For the opening 90 seconds, Israel Vazquez appeared looser. Rafael Marquez, whose shoulders belong to a middleweight, landed few combinations. At 2:45 of Round 1, though, Marquez lifted Vazquez’s head with a left uppercut that probably broke Vazquez’s nose. Ten seconds later Marquez threw a classic one-two – left jab, straight right – that splayed Vazquez’s knees. A fight had begun.
After a close second round that Marquez won with his right hand, Israel Vazquez began Round 3 trying to throw punches before Marquez did. He planted at center ring and dug body shots in Marquez’s ribs, abs, and liver. Unfazed at the halfway mark of the round, Rafael Marquez landed another right hand. Vazquez retreated. Marquez danced forward, flurrying as he came. But he hung a lazy left hook on Vazquez’s right shoulder.
Israel Vazquez pinned Marquez’s left glove. He lowered his own left shoulder. Then he ripped a short left over Marquez’s right guard. Marquez’s head snapped leftward. Rafael Marquez landed on the blue mat. He rose by Referee Caiz’s count of three. He wobbled round the ring for seven counts. But he survived the remainder of Vazquez’s attack.
Sometime between that moment in the third round and the middle of the fifth, Israel Vazquez’s broken nose became a serious problem. By 2:46 of Round 5, when Rafael Marquez placed a jab directly on Vazquez’s nose, the champ’s troubles became obvious.
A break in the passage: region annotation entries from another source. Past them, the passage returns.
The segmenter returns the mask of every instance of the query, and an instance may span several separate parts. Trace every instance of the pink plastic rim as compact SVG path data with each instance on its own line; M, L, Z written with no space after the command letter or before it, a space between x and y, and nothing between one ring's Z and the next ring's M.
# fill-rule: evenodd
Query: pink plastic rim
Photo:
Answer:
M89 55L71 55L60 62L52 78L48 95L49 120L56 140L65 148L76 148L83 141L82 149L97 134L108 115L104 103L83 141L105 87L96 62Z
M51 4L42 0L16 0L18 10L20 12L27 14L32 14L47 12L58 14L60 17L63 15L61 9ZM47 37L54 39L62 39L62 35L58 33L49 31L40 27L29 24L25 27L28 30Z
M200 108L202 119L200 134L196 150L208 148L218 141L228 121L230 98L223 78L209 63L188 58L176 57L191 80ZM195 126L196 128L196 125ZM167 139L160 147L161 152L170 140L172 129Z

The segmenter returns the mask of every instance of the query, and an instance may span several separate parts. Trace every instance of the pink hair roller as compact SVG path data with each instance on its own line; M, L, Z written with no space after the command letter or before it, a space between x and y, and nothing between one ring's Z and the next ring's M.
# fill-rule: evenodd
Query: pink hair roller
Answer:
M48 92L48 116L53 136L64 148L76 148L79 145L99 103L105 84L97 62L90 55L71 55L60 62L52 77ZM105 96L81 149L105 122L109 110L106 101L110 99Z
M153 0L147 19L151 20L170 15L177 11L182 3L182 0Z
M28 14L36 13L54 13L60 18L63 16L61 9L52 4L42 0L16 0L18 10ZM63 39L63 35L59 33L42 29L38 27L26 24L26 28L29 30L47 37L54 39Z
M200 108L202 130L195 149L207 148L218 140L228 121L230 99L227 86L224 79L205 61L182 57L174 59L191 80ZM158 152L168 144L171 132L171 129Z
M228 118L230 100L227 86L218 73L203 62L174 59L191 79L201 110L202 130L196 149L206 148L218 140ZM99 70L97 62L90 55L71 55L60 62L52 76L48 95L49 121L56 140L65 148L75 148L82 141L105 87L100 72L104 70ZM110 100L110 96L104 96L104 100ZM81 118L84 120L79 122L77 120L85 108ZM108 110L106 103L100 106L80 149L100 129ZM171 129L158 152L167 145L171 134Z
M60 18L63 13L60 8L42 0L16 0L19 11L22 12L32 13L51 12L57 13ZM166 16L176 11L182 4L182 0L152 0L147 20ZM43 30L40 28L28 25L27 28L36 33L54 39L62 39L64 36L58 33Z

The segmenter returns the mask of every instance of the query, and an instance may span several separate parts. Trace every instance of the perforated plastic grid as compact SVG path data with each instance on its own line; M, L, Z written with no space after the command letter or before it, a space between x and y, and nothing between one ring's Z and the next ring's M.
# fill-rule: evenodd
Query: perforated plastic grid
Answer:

Israel Vazquez turned his head and walked to the far ropes to take a knee. That a jab had driven a champion to such a thing evinced what pain Vazquez’s nose now caused him. But certain Vazquez’s act was a ruse, Rafael Marquez chased after Vazquez. The two then made a furious exchange till the round’s closing bell.
Israel Vazquez next sat on his stool, looked at trainer Freddie Roach, and said, “I can’t continue.” Roach leaned forward and whispered to his charge. Somewhere in Roach’s intimate words Vazquez found a way to go on.
After a sixth round that saw Rafael Marquez slow some, Israel Vazquez tried in Round 7 to knock-out Marquez with left hooks. As he climbed off his stool to begin the seventh round, Vazquez knew it would be his final stanza. So, he kept throwing left hooks till one landed and snapped Marquez’s head back.
But Marquez did not go down this time. At 2:42 of Round 7, then, Israel Vazquez decided he was in the final twenty seconds of his reign as a super-bantamweight champion. He made the puncher’s bargain: I will walk forward and strike you, regardless of consequence. He buckled Marquez and sent him backwards. But Marquez calmed himself, planted, and returned fire.
The bell rang, the seventh round ended. Israel Vazquez walked to his stool, sat down, and told his trainer, “I can’t anymore. I can’t anymore.” The Fight of the Year was over before it could go to the judges’ scorecards.
An event that fulfills all expectations is such a rarity in sport, it is terrible that Vazquez-Marquez ended the way it did. There is a rematch clause, however, and in the post-fight press conference promoter Gary Shaw made preliminary promises of an August or September date.
Until that rematch happens, we’ll not know what effect Vazquez’s body punches might have taken on Rafael Marquez. Israel Vazquez, after all, was much further behind Jhonny Gonzalez halfway through their fight – a fight Vazquez would win by TKO.
Until that rematch happens, too, we’ll not have the pleasure of watching Rafael Marquez – a beautiful spectacle in the prizefighting ring.
Regardless of what happens between now and then, though, the first seven rounds of last Saturday’s fight should act as a blueprint for how boxing can keep old fans and discover new ones; with dignified pre-fight speeches that lead to precise, balletic shows of ferocity. Rafael and Israel, thank you both.